In this way, mesh network is the most robust static type of ad hoc networks. But when both terms are used together, they typically mean ad hoc only. Mesh explains just the physical layer of wireless communication that is broadcasting from its nature where all devices that are close enough hear each other (i.e., connected) and form enough links for self-healing. To be completely accurate, it should be mentioned, that “ad hoc” means that the nodes are stationary. There is a term for mobile nodes – Mobile ad hoc networks (MANET’s). But today in PAN/LAN context (Wi-Fi, Bluetooth, ZigBee) nodes are assumed to be static due to their use cases, even if they can be moved sometimes from place to place.
Wi-Fi is an area that already has ad hoc solutions available through documents and open source. Official specification IEEE 802.11S is the less effective and innovative one. It introduces two new kinds of devices: Mesh portals and Mesh points. Mesh portals are ordinary Access points with wired connection to the Internet. Mesh points act as wireless routers between stations and portals. Everything that has “mesh” prefix is connected together where it is possible. The standard is completely the same as B.A.T.M.A.N. adv Wi-Fi mesh that is already included in the Linux core.
In parallel, open source community works on cjdns (Hyperboria) that is a real candidate for the DarkNet set of protocols. Cjdns is developed in the way to create a wireless mesh network that is totally disconnected from the Internet. Its core advantages are:
- End-to-end encryption
- Tunnels between segments over the Internet
- Decentralized generation of IP addresses
The last one is a headache for all Wi-Fi ad hoc networks. Old DHCP conflicts with the essence of the ad hoc network and mobility.
Mesh networking using Wi-Fi sounds ready but not for small low-power devices. Thus, we better pay attention to Bluetooth® Low Energy (BLE) and ZigBee®.
The first thing that Mesh-network-sceptics say about Bluetooth® is that it was not designed for Mesh networking. However it is widely spread, so why not to try using it?
Existing solutions on BLE are nothing more than trying to sell things that we already have in ZigBee® under the “Mesh network” label. To build a “mesh” the customer should buy a BLE gateway that forwards packets to the cloud. All main-powered BLE devices act as routers and interconnected with each other, while battery powered devices talk to routers only. Nothing special.
But BLE wins in that it is already in devices that have the Internet connection through 3G, LTE, Wi-Fi, and even the cable. That means that in theory the customer can get more than one gateway connected by the Internet.
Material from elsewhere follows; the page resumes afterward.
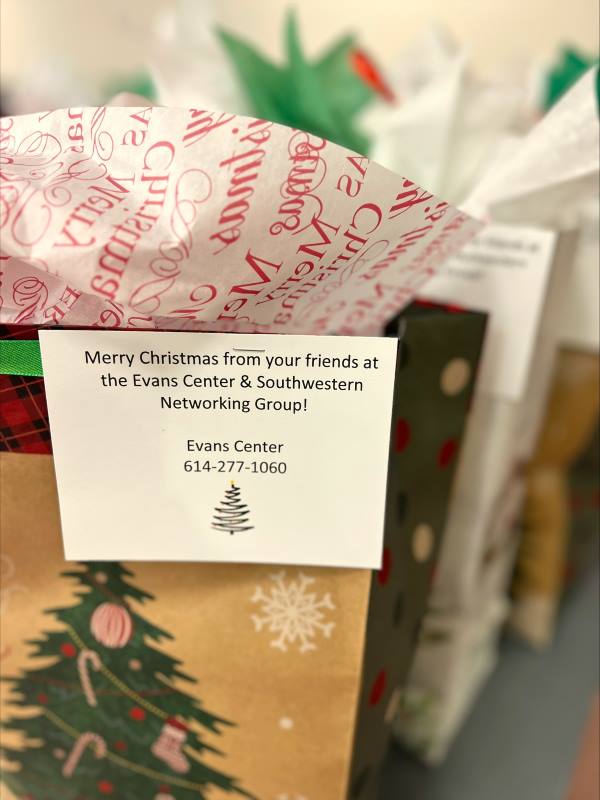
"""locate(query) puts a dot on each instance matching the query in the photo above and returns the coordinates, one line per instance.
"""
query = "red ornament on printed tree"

Moreover, customer’s tablets and smartphones bring the mobility to such network.
The power of the Wi-Fi + BLE collaboration has already been explored by Apple: check out the Multipeer connectivity framework for iOS 7 and, for example, FireChat application that proudly announces “Internet is not needed to chat.”
When talking about ZigBee® one thing should be kept in mind – it was initially designed to be ad hoc. The routing mechanism implemented in ZigBee® is called Ad hoc On-Demand Distance Vector (AODV). Although RFC is operating IP frames, there are no major differences. The algorithm is quite simple for CPU and gentle to ROM and is available even for a bulb or smart socket or any other main-powered device.
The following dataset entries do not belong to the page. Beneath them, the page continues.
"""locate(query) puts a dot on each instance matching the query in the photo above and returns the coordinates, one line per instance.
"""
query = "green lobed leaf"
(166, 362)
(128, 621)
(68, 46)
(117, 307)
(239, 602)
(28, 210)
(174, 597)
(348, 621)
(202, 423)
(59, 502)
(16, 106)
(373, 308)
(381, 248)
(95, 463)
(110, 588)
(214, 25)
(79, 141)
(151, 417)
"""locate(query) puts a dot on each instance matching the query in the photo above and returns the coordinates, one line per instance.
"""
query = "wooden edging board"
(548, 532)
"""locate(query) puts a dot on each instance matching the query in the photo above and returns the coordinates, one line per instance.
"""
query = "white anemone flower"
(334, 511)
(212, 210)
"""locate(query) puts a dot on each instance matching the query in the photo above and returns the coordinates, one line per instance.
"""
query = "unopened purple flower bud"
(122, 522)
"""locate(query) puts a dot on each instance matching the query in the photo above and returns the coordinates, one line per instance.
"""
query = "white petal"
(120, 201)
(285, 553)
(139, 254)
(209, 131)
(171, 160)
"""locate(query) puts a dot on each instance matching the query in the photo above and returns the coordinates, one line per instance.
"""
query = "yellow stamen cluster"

As it was mentioned earlier, ZigBee®-based systems on the market currently prefer to use star topology, even though it has everything to be a mesh network and should be used as such. When Wi-Fi or BLE implement mesh, it is not only a technological step forward, but a marketing reason. The truth is ZigBee® is already a step ahead in terms of technology, but maybe a step behind in terms of marketing.
One might mot like that ZigBee® network is not using IPv6. Well, neither does BLE, but it does not disturb it. Nevertheless, there is IEEE 802.15.4 + IPv6 + UDP solution called 6Lowpan and Thread or JupiterMesh built over it. Though they haven’t still made a splash on the market, probably nobody has positioned them as “mesh.”
As we can see, if the market wants mesh/ad hoc/MANET, there are all the pre-requisites for it. It is already around but the customer is not aware of it because either the market is too “shy” or that field has not yet been covered in depth. Anyway, the results will come soon and they will come from Wi-Fi, BLE, ZigBee or even a collaboration between them.